На этих митингах, посвященных немецким зверствам, читаются документы, каждая строка которых налита кровью, читаются письма из неволи, письма уведенных в рабство русских людей, письма о гибели родных домов, растоптанных фашистским сапогом на Украине, в Белоруссии. Это невозможно слышать равнодушно, и сдержанные, много видевшие воины сурово хмурят свои глаза, чувствуя, как к горлу подступает волна. Идти бить, немедленно, беспощадно бить немецких собак, мстить беспощадной местью так, чтобы земля усеялась вражьими трупами! Здесь, на фронте, видели трупы своих обезображенных палачами товарищей, видели улицы Ленинграда, залитые кровью мирных жителей, видели трупы детей и женщин, разорванные снарядами, раздавленные рухнувшими стенами, – видели только вчера – им не надо много рассказывать о ненависти.

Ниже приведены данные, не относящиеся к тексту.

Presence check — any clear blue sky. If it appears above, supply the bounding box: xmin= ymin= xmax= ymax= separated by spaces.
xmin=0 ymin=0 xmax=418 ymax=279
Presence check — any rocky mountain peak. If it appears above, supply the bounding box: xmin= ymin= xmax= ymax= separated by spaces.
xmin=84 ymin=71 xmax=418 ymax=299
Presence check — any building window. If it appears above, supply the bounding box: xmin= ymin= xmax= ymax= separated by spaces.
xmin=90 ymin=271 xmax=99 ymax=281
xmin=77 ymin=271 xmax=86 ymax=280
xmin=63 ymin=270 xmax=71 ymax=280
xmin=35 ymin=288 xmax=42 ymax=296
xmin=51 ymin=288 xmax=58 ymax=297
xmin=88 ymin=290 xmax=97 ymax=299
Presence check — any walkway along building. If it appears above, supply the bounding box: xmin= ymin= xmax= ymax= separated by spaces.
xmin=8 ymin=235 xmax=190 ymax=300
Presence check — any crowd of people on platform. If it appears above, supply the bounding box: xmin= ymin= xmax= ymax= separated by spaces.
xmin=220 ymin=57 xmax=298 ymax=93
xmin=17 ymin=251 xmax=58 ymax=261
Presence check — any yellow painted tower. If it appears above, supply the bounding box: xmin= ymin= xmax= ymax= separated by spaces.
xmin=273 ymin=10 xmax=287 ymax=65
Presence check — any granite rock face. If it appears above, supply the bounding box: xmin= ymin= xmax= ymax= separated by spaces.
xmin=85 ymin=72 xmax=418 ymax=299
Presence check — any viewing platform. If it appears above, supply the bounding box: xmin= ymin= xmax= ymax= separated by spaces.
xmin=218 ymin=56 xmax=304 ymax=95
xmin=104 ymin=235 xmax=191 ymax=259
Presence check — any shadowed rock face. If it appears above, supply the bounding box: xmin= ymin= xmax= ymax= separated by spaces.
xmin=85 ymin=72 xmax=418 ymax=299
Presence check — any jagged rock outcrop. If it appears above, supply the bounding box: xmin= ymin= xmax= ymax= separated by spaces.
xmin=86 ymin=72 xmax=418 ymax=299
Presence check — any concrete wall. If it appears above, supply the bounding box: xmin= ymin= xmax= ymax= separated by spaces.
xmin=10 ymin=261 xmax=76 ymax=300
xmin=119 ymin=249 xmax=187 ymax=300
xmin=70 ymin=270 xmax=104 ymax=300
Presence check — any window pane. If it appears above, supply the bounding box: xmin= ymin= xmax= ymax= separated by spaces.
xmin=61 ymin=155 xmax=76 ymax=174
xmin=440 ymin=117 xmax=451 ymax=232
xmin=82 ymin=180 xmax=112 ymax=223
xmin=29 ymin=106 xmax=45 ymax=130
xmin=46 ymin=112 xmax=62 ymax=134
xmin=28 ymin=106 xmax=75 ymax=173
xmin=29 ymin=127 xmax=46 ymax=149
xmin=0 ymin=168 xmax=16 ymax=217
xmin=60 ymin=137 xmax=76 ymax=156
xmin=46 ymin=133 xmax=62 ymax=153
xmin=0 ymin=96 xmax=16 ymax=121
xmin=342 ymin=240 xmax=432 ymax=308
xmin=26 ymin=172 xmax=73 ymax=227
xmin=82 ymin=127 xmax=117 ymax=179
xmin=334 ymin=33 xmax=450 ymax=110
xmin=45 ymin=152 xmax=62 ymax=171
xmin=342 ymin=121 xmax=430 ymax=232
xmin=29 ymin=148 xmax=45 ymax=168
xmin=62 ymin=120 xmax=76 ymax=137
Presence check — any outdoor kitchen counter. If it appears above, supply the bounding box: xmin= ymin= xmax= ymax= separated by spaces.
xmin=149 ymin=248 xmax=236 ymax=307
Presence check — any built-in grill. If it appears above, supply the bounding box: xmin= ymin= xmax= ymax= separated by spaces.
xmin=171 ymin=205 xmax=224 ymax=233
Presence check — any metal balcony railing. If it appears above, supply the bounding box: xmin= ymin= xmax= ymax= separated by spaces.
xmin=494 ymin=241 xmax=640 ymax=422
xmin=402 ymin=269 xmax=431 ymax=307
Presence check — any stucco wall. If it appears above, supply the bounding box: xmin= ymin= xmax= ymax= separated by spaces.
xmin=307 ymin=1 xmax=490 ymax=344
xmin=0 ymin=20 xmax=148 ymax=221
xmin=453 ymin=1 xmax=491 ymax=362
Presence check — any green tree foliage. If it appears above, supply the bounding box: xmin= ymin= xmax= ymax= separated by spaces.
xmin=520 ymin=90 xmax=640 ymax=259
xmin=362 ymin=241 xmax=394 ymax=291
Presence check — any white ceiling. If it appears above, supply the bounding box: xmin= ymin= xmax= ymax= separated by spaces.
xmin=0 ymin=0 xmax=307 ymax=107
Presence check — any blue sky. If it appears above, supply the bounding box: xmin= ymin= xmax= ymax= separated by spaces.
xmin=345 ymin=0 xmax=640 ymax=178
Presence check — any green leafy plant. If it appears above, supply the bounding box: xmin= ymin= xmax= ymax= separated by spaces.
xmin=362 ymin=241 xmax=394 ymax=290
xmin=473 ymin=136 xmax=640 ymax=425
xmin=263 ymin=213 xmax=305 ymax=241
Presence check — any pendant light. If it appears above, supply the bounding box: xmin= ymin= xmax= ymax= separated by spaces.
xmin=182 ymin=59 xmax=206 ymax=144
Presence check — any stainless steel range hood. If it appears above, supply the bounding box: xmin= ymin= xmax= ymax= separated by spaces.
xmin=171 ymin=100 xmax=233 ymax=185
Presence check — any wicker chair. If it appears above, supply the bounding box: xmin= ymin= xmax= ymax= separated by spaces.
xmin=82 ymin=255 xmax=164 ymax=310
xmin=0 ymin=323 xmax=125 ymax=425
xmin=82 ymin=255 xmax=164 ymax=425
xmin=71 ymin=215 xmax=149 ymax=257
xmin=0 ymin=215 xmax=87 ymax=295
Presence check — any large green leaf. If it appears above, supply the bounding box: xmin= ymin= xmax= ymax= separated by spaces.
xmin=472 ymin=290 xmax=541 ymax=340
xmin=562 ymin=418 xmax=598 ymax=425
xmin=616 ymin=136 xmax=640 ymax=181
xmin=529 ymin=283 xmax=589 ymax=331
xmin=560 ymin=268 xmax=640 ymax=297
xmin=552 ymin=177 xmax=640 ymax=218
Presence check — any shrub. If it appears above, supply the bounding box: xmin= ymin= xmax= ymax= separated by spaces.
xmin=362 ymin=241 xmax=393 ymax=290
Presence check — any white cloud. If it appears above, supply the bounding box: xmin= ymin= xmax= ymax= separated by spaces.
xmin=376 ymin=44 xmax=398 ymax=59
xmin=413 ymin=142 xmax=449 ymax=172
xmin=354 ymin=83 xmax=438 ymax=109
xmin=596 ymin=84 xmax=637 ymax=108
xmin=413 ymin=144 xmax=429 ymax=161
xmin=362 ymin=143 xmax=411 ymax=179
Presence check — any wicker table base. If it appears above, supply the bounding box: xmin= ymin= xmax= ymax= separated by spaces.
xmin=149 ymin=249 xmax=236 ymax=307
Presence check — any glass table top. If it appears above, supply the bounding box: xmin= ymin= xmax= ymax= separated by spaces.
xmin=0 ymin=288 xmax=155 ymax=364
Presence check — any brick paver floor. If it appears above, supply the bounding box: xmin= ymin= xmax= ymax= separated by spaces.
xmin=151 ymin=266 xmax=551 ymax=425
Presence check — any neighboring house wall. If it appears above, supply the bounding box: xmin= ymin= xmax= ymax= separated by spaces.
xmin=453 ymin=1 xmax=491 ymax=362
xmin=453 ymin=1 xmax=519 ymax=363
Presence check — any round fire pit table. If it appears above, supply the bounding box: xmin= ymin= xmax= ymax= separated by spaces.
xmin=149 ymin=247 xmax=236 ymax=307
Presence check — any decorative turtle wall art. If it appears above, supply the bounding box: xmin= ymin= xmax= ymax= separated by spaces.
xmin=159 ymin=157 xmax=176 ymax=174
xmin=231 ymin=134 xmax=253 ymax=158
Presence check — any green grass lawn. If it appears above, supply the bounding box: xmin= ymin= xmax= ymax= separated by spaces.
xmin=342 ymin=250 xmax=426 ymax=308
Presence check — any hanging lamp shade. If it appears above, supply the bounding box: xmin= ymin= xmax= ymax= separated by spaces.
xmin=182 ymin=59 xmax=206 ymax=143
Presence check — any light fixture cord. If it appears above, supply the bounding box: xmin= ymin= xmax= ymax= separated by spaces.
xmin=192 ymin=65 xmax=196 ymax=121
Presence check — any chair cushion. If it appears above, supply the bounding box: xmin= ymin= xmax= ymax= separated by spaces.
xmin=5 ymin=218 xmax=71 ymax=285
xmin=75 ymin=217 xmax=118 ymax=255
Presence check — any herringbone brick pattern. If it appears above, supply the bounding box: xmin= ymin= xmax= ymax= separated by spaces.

Двадцать третий месяц длится небывалая война. Бывали дни, тяжести которых, казалось, не вынести человеку. Нет, русский человек, ленинградский человек, все вынес, все выстрадал – и устоял. Он нашел силу, которой наши потомки будут удивляться, не раз возвращаясь к его героической борьбе. Что еще придется пережить гордому и непреклонному городу, какие испытания еще встанут перед ним? Борьба не кончена, но есть огромная разница между тем, каким он вступал в войну и каков он сейчас. Был он веселый и шумный – стал суровый и молчаливый! Он был неопытен, но бесстрашен, сейчас он мудр и крепок, он прошел огонь и воду и все раскаленные круги блокадного ада. Его никто не устрашит. Он устрашил врага, он лишил его уверенности, он дал первый почувствовать зазнавшемуся врагу, что тот погибнет под стенами города, исчезнет бесславно и бесследно. Вторая боевая весна идет над Ленинградом. Какие бы трудности она ни несла, – она наша весна, и мы ее приветствуем, она наша, ленинградская, родная, долгожданная, несущая тепло нашим полям и сердцам. А тепло победы мы должны добыть сами, и мы добудем его.